È la prima  volta in Italia. Per alcuni la speleologia glaciale è un pericoloso sport estremo in ambienti difficili e impegnativi, per altri si tratta di esplorazione. «Per capire cosa sta succedendo ai nostri ghiacciai è fondamentale entrarci, conoscerne le viscere – spiega Emanuele Citterio -. Prendiamo ad esempio il ghiacciaio dei Forni in Valtellina. In soli tre anni si è ritirato di circa trecento metri e lo spessore si è ridotto di cinque o sei metri. Una situazione che ha subito una forte accelerazione proprio negli ultimi anni. Un fenomeno visibile anche sul ghiacciaio del Ventina, in Valmalenco. Secondo gli esperti fra otto anni rischia di scomparire».

 

Dopo aver preso parte ai corsi del professor Claudio Smiraglia, uno dei massimi conoscitori al mondo, gli esploratori hanno iniziato a organizzare piccoli campi su diversi ghiacciai. «Ci infiliamo in pozzi verticali o cavità subglaciali.
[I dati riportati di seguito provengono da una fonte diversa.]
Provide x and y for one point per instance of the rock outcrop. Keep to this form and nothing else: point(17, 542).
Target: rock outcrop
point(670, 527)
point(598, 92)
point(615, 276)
Sono buchi che si formano come nei classici fenomeni di carsismo ma molto più rapidamente. Ogni anno cambiano. Realizziamo mappe delle cavità in modo che gli studiosi possano studiare i movimenti dei ghiacciai. Due anni fa ci è capitato di esplorare due pozzi paralleli profondi circa 40 metri.

 

L’anno scorso li abbiamo trovati completamente allagati. Bisogna entrare nel cuore del ghiacciaio per capire cosa succede lì dentro». Lo Speleo club di Erba ha avviato contatti con alcune associazioni francesi e l’esperienza si sta spostando anche oltreconfine. L’esplorazione delle cavità endoglaciali ha avuto inizio molto presto, ma per diversi anni è rimasta ristretta a un numero di persone e gruppi molto piccoli. Ora grazie anche ai corsi della Scuola nazionale di speleologia del Cai l’attività sta conoscendo una veloce evoluzione.